Michiel Dijkema erzählt sie als kleinteiliges Stationendrama in Julia Reindells heutigen Kostümen und eigener, ausschließlich analoger Ausstattung, die Hochpräzisionsarbeit von der Backstage-Crew verlangt. Ständig wird umgebaut, werden Versatzstücke vor schwarzem Hintergrund verschoben und ausgetauscht, Klischees zu Symbolen aufgebauscht und beängstigend nahe am Kitsch entlang geführt. Dorthin abgeglitten wird aber selten. Durchaus ein Verdienst.
Bereits vier Werke für das Musiktheater hat Isidora Zebeljan geschrieben, einiges an Orchester- und Kammermusik sowie Filmmusiken, unter anderem für Patrice Chereau, Emir Kusturica und Goran Bregovic. „Nahod Simon“ ist bekennender Crossover, birst vor Folklore- und Weltmusikelementen. Immer wieder stürmt eine fünfköpfige Banda die Bühne, gewandet in grell überspitzte Frauentrachten, und übernimmt die musikalische und dramatische Führung mit Akkordeon, Dudelsack, Percussion und „Volksflöten“. Die Rhythmen stampfen, die Musik kreist eckig um sich selber und gebiert erstaunliche, auf Opernbühnen wohl kaum je gehörte Klangfarben. Die Singstimmen werden deklamatorisch geführt, nach slawischer Tradition von Mussorgsky bis Schostakowitsch. Gelegentlich entstehen aus dem Nichts, in gehetzter Chromatik, atemlose Miniaturmelodien und tauchen wieder ab ins harmonische Nirwana. Ruhepunkte setzen nur die wenigen Monologe. Piotr Prochera artikuliert Simons Orientierungslosigkeit mit frei strömendem, pianofähigem Bariton, Dimitria Kalaitzi-Tilkidou offenbart als junge Anna und Traumerscheinung vielversprechendes Mezzo-Material und Gudrun Pelker beeindruckt in der Wiedererkennungsszene mit einem dramatischen Ausbruch.

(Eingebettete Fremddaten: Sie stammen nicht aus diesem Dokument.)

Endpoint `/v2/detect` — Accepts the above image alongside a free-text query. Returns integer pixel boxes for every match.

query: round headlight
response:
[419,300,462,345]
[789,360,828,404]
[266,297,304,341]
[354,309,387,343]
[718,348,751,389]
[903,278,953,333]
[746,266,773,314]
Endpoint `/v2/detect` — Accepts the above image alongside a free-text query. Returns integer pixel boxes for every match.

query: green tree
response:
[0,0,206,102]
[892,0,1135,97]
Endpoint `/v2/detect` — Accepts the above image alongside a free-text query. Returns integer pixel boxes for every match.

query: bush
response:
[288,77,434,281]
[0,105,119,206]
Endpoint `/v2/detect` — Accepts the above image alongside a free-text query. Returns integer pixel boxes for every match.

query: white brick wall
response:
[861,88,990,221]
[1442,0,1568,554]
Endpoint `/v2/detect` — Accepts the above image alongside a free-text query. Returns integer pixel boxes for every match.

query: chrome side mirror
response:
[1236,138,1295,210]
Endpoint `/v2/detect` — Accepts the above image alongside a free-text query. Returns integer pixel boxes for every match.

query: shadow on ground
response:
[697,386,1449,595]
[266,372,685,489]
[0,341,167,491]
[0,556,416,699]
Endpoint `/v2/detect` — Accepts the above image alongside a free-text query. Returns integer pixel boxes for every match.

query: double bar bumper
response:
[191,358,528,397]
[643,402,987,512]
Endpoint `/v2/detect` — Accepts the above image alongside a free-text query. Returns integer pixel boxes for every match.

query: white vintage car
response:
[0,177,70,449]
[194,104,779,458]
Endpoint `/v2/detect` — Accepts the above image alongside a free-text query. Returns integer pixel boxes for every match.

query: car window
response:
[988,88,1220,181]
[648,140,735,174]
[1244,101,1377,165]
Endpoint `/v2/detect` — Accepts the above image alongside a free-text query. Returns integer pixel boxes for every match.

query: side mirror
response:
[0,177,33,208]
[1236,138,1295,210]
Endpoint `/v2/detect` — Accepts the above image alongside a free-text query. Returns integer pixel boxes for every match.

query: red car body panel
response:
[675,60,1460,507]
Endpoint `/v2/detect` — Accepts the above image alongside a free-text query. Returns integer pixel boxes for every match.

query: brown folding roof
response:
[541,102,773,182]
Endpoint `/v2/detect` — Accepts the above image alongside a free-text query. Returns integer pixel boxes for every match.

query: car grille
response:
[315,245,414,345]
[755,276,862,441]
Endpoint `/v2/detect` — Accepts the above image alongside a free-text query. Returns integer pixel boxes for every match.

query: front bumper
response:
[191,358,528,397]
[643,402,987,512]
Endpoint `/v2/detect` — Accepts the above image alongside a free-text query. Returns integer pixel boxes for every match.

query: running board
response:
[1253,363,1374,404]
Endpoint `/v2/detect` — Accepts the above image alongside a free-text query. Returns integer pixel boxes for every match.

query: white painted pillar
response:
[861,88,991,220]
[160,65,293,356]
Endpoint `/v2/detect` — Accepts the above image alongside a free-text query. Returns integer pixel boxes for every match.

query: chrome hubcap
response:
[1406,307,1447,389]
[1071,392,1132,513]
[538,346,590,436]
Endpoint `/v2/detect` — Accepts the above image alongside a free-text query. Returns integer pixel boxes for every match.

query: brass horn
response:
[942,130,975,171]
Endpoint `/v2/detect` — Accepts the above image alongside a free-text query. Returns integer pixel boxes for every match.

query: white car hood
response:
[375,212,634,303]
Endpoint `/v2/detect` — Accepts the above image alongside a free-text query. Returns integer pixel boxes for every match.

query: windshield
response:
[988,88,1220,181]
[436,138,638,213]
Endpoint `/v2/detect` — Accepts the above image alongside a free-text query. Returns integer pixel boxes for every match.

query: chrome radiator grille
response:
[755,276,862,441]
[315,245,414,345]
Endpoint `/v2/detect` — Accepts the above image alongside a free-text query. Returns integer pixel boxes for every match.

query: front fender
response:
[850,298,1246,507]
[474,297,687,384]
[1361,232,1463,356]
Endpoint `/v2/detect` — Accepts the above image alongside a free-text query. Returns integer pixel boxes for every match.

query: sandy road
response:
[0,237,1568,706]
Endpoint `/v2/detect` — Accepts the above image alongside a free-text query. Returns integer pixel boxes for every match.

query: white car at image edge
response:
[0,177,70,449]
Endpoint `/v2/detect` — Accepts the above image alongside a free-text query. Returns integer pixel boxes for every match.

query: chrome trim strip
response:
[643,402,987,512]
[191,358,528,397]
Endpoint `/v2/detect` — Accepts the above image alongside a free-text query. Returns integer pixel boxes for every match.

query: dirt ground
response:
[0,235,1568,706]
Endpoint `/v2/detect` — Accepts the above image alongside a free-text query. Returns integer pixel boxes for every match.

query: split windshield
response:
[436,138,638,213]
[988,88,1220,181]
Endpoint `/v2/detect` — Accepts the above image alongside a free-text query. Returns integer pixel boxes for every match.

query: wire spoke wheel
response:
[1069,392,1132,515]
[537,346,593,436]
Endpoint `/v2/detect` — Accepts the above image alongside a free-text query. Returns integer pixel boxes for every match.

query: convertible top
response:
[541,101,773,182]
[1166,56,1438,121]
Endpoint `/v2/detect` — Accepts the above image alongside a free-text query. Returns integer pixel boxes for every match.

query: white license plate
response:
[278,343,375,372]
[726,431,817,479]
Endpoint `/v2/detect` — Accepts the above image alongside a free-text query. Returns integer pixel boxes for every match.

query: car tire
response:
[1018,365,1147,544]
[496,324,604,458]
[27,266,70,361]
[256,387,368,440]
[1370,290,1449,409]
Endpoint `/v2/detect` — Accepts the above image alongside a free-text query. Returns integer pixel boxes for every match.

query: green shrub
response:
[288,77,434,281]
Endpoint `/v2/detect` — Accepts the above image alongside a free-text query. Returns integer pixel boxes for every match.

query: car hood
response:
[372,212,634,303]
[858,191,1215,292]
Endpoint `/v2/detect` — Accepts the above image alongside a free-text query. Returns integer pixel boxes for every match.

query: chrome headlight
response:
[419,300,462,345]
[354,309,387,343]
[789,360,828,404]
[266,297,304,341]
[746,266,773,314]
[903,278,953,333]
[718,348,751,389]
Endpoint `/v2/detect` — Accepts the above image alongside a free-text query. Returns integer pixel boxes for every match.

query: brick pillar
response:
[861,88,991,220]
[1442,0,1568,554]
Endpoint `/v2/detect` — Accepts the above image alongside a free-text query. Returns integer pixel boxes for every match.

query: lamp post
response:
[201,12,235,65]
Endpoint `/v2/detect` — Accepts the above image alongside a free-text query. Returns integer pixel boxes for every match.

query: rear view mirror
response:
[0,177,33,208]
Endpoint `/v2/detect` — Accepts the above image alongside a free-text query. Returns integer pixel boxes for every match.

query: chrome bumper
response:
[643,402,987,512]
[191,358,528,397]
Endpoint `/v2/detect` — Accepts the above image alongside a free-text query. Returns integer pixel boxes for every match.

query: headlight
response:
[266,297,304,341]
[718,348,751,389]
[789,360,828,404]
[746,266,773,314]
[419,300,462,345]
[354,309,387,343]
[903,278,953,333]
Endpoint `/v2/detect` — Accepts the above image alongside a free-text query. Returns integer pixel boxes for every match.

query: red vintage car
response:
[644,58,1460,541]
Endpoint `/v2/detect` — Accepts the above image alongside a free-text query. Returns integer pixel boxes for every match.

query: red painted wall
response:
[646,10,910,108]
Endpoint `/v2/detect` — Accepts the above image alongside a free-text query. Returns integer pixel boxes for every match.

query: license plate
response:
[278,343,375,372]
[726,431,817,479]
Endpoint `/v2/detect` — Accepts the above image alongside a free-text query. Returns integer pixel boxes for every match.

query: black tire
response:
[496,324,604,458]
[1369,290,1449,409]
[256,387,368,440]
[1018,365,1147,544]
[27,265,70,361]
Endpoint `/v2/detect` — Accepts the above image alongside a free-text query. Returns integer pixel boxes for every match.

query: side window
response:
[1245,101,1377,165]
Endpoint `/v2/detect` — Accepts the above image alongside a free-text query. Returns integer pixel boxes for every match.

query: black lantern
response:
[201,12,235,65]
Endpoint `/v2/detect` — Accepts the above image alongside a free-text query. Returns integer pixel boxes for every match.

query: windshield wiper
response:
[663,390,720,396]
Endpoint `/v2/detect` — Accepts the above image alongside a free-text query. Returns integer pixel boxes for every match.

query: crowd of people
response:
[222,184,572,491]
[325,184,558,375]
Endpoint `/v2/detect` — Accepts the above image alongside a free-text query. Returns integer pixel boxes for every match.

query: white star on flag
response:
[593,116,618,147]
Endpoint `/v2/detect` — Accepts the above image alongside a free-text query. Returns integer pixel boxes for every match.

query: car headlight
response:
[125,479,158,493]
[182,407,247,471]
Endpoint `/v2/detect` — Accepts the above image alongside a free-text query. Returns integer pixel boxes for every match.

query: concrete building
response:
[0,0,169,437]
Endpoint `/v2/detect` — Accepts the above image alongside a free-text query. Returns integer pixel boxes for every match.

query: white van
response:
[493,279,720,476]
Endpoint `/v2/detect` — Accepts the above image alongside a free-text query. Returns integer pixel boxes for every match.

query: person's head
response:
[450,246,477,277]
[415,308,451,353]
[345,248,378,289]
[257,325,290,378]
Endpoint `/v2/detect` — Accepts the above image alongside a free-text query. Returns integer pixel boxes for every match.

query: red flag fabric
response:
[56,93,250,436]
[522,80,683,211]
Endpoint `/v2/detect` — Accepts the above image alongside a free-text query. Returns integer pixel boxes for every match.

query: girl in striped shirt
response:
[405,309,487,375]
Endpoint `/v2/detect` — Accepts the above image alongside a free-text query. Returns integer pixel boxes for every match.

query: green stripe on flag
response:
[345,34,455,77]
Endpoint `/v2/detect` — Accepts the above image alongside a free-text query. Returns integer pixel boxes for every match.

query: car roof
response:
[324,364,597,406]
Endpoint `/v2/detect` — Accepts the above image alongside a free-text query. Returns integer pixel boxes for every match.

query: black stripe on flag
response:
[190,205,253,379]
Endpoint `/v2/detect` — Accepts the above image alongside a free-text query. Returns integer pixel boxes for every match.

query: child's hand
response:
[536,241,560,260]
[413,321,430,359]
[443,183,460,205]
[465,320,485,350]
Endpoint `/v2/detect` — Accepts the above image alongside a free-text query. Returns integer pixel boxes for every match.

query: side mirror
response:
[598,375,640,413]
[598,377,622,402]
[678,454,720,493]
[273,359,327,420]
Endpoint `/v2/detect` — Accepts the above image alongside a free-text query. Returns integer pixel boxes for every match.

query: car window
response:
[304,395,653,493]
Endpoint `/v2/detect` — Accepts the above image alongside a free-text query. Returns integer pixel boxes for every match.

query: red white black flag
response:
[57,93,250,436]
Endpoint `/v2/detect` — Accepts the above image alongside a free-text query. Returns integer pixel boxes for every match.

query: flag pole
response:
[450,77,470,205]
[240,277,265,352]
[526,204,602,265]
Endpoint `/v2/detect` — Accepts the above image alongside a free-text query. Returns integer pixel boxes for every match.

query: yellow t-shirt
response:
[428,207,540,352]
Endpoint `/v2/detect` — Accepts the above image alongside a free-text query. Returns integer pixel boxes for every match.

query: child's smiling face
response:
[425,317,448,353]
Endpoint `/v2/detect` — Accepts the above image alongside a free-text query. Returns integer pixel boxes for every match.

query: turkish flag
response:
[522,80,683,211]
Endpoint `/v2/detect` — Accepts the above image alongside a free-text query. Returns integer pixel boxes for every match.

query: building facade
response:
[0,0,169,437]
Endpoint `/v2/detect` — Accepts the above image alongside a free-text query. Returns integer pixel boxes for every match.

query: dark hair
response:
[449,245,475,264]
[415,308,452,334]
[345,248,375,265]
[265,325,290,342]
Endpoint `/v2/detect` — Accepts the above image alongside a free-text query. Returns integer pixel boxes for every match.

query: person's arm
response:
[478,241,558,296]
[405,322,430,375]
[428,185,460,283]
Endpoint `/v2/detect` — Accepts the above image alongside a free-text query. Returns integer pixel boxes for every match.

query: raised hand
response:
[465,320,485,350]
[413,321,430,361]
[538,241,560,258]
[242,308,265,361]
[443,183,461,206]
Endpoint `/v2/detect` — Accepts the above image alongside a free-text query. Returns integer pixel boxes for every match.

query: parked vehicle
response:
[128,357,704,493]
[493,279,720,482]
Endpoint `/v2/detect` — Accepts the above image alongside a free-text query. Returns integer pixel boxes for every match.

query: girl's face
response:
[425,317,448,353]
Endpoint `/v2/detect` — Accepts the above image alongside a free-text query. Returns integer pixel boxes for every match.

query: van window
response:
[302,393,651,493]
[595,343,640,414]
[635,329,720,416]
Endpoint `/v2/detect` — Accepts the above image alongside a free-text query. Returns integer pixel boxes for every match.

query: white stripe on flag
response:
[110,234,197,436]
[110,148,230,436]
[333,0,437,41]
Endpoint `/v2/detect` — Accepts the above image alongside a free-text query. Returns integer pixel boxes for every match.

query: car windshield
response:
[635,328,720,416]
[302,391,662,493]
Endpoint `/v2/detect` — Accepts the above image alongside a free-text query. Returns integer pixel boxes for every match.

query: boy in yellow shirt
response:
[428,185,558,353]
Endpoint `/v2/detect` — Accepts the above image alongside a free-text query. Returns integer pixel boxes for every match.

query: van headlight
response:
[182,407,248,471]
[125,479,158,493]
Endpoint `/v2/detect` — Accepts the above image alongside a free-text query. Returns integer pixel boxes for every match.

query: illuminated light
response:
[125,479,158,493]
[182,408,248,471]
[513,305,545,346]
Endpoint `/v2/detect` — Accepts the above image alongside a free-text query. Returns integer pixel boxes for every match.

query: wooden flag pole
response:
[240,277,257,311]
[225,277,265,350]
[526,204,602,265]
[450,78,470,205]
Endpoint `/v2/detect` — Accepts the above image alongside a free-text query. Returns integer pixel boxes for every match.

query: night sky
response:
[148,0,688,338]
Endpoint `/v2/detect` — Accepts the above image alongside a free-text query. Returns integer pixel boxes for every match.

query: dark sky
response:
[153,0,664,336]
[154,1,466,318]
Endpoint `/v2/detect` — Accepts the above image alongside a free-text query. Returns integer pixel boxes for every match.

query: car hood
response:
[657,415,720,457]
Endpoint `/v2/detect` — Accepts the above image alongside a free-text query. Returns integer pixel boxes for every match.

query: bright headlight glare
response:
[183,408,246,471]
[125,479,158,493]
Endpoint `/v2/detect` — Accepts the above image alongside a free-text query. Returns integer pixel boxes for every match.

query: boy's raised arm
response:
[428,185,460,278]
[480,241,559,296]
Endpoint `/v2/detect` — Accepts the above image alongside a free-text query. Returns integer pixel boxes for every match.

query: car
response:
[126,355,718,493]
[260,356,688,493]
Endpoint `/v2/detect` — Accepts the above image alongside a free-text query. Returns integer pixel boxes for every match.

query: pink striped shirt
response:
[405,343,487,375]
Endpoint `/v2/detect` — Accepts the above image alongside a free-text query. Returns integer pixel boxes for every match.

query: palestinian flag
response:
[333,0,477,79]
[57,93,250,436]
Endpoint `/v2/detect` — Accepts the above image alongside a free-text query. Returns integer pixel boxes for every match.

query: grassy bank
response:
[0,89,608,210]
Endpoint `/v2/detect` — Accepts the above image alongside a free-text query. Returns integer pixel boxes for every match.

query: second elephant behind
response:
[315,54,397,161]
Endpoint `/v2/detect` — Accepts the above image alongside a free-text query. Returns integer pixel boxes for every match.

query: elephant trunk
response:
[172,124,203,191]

Als Ganzes bleibt sie uns fremd, diese Musik. Obwohl Ensemble, Chor und Orchester grandios arbeiten und Valtteri Rauhalammi den Klang anschärft, wo es möglich ist und ihn vor allem nie klumpen lässt. Vielleicht liegt es daran, dass Zebeljan und ihr Librettist Borislav Cicovacki, der die Banda als Oboist bereichert, die Geschichte nicht wirklich gestalten, sondern eher an ihr entlangklettern, dass die Temporelationen arg statisch bleiben und den dramatischen Fluss hemmen. Oder dass man kaum 2000 Kilometer entfernt von hier Musik eben völlig anders macht und erlebt. Wir sollten neugierig bleiben!